When NorthWestern announced the proposed purchase last September, it noted that adding 600 megawatts of clean hydropower would diversify its resource mix and protect its customers from current and future price risks — including regulatory risks — associated with burning fossil fuels.

The latter point is particularly telling: PPL wanted NorthWestern to buy the dams as part of a package that included its shares of the Colstrip and Corette coal plants. But Northwestern ran the numbers and assigned a large negative value to the coal plants. NorthWestern — using standard industry modeling — assigned Colstrip and Corette a value of minus $340 million.

NorthWestern told the Public Service Commission, which must rule on the fiscal prudency of the purchase, that the dams consume no fossil fuels and emit no carbon, and thus “insulate customers from future carbon regulation and fuel price risk.” NorthWestern already owns 30 percent of Colstrip Unit 4 which, when operating, produces the highest-cost power in the utility’s owned portfolio. Shunning PPL’s coal shares avoids saddling Montana consumers with the long-term costs of additional coal resources.

Montana’s largest utility is in good company. Utilities across the country are fleeing costly and increasingly risky coal, and regularly announcing coal plant closures and retirements. It’s notable that not a single interested buyer of PPL’s coal plants has surfaced since NorthWestern’s hydro-only bid.

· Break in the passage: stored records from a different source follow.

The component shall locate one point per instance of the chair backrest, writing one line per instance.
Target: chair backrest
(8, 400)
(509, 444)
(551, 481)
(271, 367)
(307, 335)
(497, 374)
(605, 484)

The PSC will hold public hearings over the next two months on NorthWestern’s proposal and putting the purchase costs into its rates. While the PSC must take a careful review of the purchase costs, Montanans should support the utility’s decision to spurn PPL’s coal plant shares. Additionally, consumers should urge the PSC to include a ramp up of NorthWestern’s energy efficiency acquisitions to meet peak energy needs at the lowest cost and greatest benefit to its customers.

Generally speaking, power from the dams will suffice during periods of light demand, usually nights and weekends. But NorthWestern will still need to meet peak loads on the days and times when customers are using the most energy.

Energy efficiency is by far the cheapest resource to reduce demand and fulfill peak load needs. Between 2007 and 2011, energy efficiency saved NorthWestern Energy and its customers more than $75 million. Energy efficiency could save NorthWestern customers about $320 million over the next 20 years.

Clean hydropower generated in Montana for Montanans provides many advantages for NorthWestern Energy and its customers. The return of 11 dams that for decades provided carbon-free power to local utility customers will improve NorthWestern’s stability and help it chart a cleaner, more efficient, and more affordable energy course. Assuming the purchase cost issues get resolved, Montanans will benefit if NorthWestern takes advantage of this extraordinary opportunity.

Maki is the Clean Energy Program Director for the Montana Environmental Information Center. Rivas is the Montana Policy Associate for the NW Energy Coalition.